New investigation confirms Harvey Weinstein always seemed like a fucking creep

By now, everyone has surely heard the seemingly endless number of horrifying sexual misconduct allegations that have been brought against disgraced movie mogul Harvey Weinstein, but in what seems like an attempt to see just how much skin-crawling a person can endure, The Hollywood Reporter decided to dig into Weinstein’s early life and see if he was always the huge creep that so many women have recently accused him of being. Unsurprisingly, it looks like the answer is “yes.”

The story spends a lot of time on Harvey and Bob Weinstein’s parents, with old friends who knew them when they were younger categorizing Max and Miriam Weinstein as “a hectoring mother and ineffectual father.” Apparently, the Weinstein brothers were terrified of their mother, and a childhood friend named Peter Adler says that she was always “drilling a sense of inadequacy” into them that may have contributed to a self-confidence issue that a lot of THR’s interview subjects say Harvey Weinstein has. Adler also says that Weinstein’s “real role model” was a man they called “Uncle Shimmy” who “was a bit of a shyster” in their hometown of Queens who—as THR theorizes—may have taught young Harvey Weinstein that “honesty mattered less than success.”

Adler says that Weinstein didn’t have any luck with dating as a young man “because he was really hideous,” but that apparently started to change when found success as half of a concert promotion company called Harvey And Corky Present. Weinstein was apparently able to book some pretty big acts in Buffalo, where he was living at the time, and he also had “several decent-length relationships.” After a few years, though, Adler says that he started “being an asshole” by ignoring his old friends and treating them “like shit” because “he was the big shot.”

As the concert promotion business continued to take off, Weinstein reportedly started to act like more of a “bully,” verbally and physically pushing people when he got into arguments. One unnamed woman from Buffalo who had some business with Harvey And Corky at the time said he once asked her to wash his back when he was in a tub and later allegedly tried to kiss her and pressured her for a blow job. Later, after the company had gotten into organizing film screenings, Harvey Weinstein and his brother signed on as producers of a low-budget horror movie called The Burning.

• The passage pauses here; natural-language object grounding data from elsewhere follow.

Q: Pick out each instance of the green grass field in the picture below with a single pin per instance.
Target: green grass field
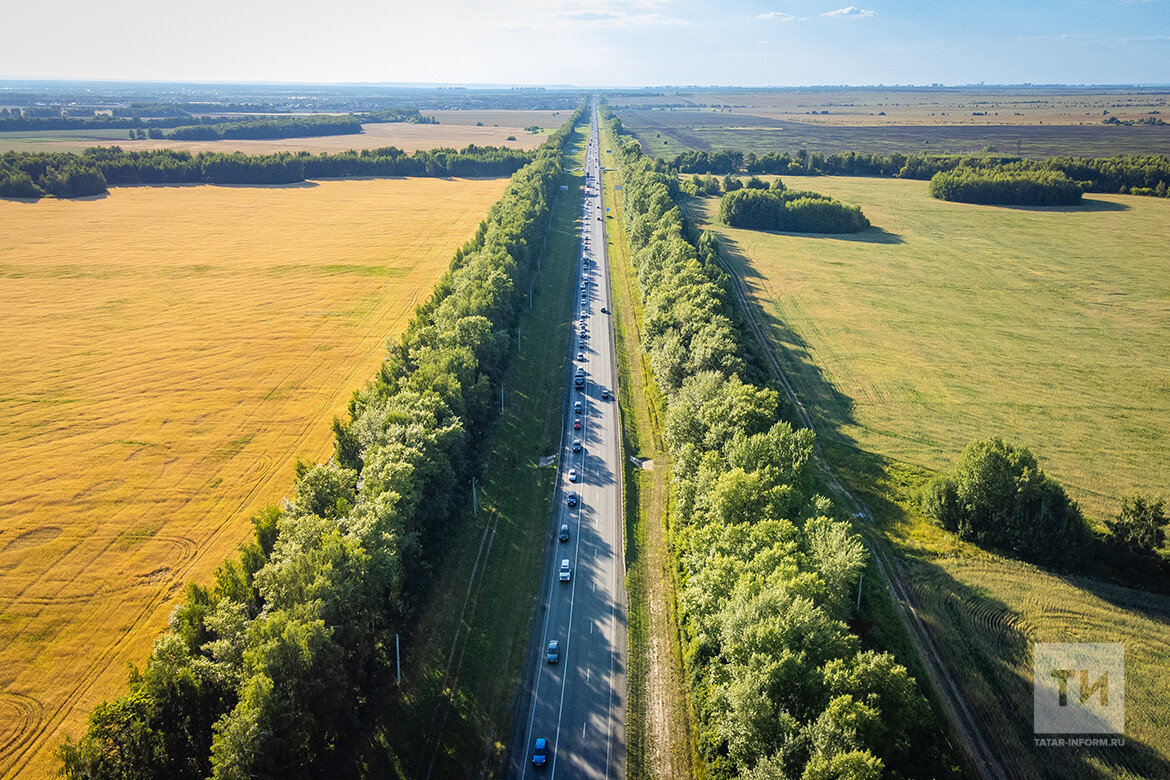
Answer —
(951, 322)
(948, 322)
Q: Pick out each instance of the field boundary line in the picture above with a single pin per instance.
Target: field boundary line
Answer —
(976, 747)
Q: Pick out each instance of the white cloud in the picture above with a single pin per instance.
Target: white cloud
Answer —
(780, 16)
(613, 19)
(852, 12)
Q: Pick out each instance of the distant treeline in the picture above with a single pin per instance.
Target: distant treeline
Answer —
(198, 128)
(782, 687)
(779, 208)
(61, 174)
(1005, 186)
(269, 128)
(1128, 173)
(284, 665)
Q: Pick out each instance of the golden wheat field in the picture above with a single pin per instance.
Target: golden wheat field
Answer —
(166, 354)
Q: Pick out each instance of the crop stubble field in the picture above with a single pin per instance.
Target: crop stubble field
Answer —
(950, 322)
(167, 353)
(1034, 123)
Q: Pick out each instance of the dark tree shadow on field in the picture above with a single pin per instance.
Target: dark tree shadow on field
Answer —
(830, 408)
(1129, 596)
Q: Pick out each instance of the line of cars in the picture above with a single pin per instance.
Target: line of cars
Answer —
(542, 750)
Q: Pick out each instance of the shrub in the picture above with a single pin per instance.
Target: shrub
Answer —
(785, 209)
(998, 497)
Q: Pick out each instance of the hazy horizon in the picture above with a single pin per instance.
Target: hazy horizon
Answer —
(601, 42)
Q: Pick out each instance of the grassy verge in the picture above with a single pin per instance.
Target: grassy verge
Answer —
(658, 719)
(985, 613)
(466, 662)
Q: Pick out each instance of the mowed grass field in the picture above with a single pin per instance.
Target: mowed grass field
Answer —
(951, 322)
(167, 353)
(985, 614)
(455, 129)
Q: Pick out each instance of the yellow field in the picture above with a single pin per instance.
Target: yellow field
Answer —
(923, 107)
(166, 354)
(455, 129)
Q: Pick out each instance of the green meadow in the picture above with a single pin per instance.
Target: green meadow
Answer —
(951, 322)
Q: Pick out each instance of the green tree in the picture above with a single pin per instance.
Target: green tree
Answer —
(1141, 524)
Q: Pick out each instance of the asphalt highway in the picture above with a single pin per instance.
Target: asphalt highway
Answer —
(578, 704)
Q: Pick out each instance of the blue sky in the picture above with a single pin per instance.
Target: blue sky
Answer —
(599, 42)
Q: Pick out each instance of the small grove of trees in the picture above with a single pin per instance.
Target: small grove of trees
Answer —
(1141, 525)
(35, 174)
(998, 497)
(782, 689)
(60, 174)
(1006, 186)
(779, 208)
(283, 668)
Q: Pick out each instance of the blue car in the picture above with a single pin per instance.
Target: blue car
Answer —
(541, 752)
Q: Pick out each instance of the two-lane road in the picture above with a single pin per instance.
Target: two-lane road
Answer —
(578, 703)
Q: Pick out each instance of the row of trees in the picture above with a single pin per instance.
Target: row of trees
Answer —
(998, 497)
(779, 208)
(284, 665)
(1127, 173)
(59, 174)
(35, 174)
(780, 687)
(195, 128)
(300, 126)
(1005, 186)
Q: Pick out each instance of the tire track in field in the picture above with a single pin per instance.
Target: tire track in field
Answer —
(965, 726)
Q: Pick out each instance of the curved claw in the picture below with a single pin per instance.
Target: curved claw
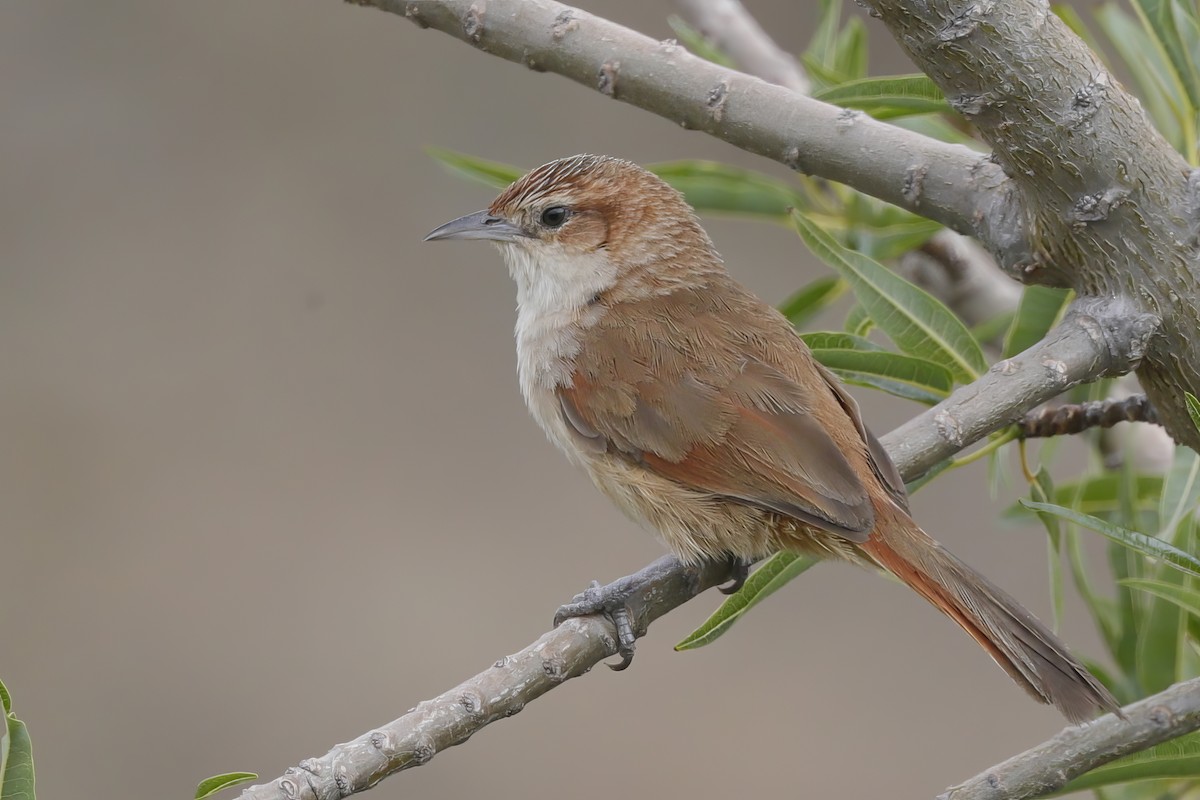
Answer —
(609, 601)
(625, 637)
(739, 570)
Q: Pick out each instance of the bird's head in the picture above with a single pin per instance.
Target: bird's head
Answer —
(580, 226)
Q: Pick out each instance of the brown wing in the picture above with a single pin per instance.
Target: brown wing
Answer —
(881, 463)
(694, 402)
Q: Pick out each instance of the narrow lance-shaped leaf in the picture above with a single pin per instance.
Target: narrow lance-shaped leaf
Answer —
(1131, 539)
(763, 582)
(1193, 408)
(1177, 758)
(912, 318)
(1039, 310)
(888, 97)
(1159, 88)
(892, 372)
(811, 299)
(210, 786)
(1179, 34)
(16, 753)
(1180, 492)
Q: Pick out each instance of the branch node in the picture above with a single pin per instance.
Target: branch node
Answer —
(847, 116)
(915, 182)
(473, 23)
(607, 79)
(1096, 208)
(717, 98)
(564, 23)
(949, 428)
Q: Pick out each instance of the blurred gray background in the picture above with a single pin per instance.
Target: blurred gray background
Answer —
(267, 479)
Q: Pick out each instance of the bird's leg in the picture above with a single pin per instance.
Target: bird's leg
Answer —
(739, 570)
(611, 601)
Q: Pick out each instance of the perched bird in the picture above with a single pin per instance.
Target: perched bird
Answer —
(696, 408)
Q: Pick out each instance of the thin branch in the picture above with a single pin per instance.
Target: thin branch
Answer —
(731, 28)
(1099, 336)
(949, 184)
(1075, 417)
(1053, 764)
(1095, 340)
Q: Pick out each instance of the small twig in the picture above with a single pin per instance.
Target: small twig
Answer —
(1075, 417)
(1098, 337)
(731, 28)
(1077, 750)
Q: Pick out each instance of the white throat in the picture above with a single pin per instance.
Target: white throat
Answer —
(555, 308)
(555, 295)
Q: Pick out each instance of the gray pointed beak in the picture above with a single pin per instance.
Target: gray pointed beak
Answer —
(480, 224)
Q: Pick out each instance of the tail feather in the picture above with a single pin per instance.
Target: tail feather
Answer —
(1012, 636)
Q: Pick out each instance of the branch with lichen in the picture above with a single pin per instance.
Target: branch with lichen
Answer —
(1080, 190)
(947, 182)
(737, 34)
(1096, 338)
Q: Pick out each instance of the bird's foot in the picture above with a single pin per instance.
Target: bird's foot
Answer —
(611, 601)
(739, 570)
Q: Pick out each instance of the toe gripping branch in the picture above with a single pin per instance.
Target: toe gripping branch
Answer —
(631, 602)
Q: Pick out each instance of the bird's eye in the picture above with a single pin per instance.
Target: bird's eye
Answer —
(555, 216)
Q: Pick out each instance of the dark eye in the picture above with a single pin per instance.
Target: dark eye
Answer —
(555, 216)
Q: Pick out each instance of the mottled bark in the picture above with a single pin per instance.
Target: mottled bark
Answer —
(1108, 206)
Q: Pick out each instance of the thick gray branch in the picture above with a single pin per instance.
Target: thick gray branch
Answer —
(1054, 763)
(946, 182)
(738, 35)
(1095, 340)
(1109, 205)
(1097, 337)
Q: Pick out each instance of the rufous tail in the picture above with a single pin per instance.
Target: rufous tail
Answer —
(1012, 636)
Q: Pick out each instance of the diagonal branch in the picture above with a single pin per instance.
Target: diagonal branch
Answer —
(739, 36)
(949, 184)
(1096, 338)
(1053, 764)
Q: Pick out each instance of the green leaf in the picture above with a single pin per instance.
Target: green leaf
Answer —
(712, 186)
(904, 376)
(489, 173)
(838, 341)
(1177, 30)
(1097, 494)
(1193, 408)
(822, 49)
(810, 300)
(1042, 489)
(210, 786)
(1186, 597)
(768, 578)
(1041, 308)
(697, 42)
(912, 318)
(1161, 641)
(1177, 758)
(858, 323)
(1159, 88)
(1181, 489)
(888, 97)
(892, 240)
(1131, 539)
(851, 52)
(16, 755)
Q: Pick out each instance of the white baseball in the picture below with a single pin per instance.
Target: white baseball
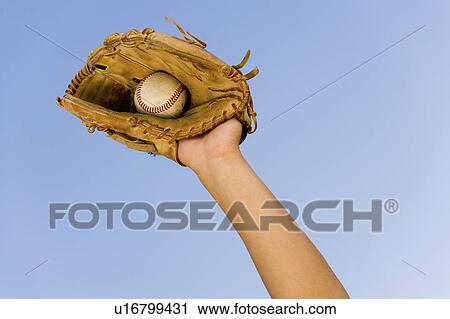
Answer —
(160, 94)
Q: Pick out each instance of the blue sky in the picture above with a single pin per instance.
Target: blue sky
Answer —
(382, 131)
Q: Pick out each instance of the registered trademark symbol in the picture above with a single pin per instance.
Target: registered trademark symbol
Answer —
(391, 206)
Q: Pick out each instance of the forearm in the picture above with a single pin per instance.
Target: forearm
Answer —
(288, 263)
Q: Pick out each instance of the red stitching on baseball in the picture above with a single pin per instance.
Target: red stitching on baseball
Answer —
(160, 108)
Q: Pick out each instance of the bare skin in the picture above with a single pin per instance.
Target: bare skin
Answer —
(289, 264)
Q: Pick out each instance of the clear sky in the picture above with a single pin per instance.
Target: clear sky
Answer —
(381, 131)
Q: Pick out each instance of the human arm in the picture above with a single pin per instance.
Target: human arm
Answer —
(287, 261)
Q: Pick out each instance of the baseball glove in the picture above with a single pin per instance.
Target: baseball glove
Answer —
(102, 93)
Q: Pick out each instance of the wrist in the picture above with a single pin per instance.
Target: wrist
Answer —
(205, 162)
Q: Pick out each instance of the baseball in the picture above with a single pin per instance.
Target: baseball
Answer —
(160, 94)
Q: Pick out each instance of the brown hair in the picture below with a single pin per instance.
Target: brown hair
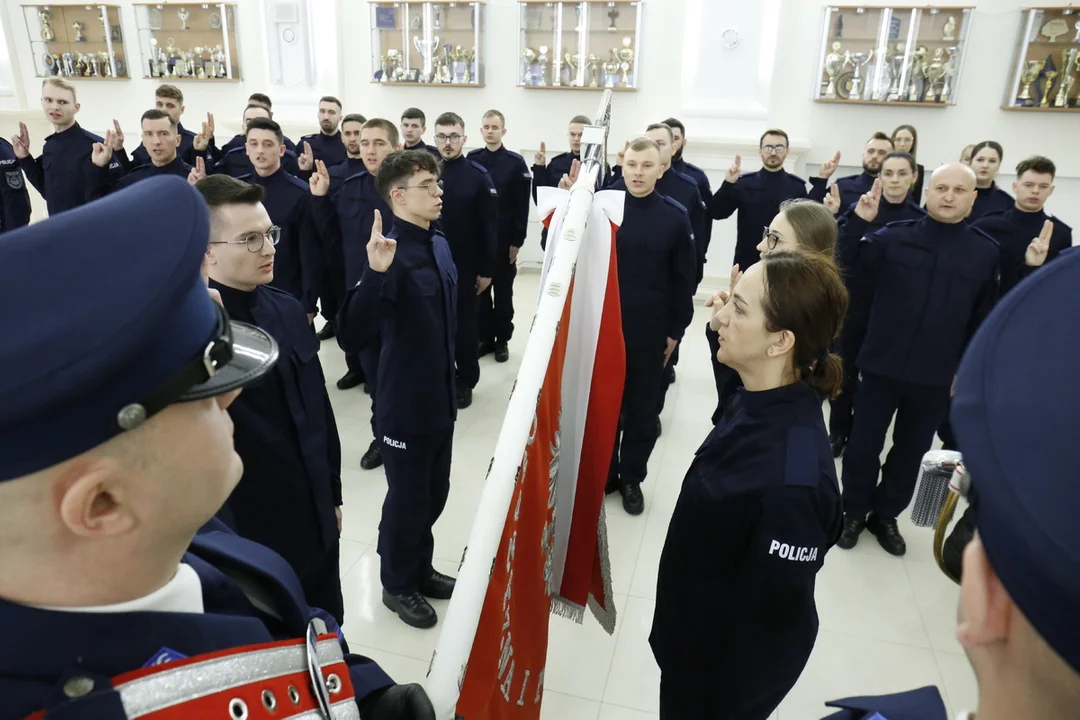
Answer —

Paula Wachowiak, a woman who worked as an intern on the film when she was 24 in 1980, said that she went to Harvey Weinstein’s room at a “modest hotel” once to drop off some checks. She says he answered the door in only a “small towel” and then casually dropped it as they were talking and asked for a massage. Wachowiak left, saying she “fell apart.” Near the end of the shoot, she says Weinstein showed up unannounced one day and gave her a “smarmy” look, asking if seeing him naked was “the high point” of her internship. Years later, when Wachowiak wanted to talk to Bob Weinstein about a movie she made with her husband, she mentioned Harvey “being difficult.” His brother supposedly responded, “Oh, yeah. He’s still like that.”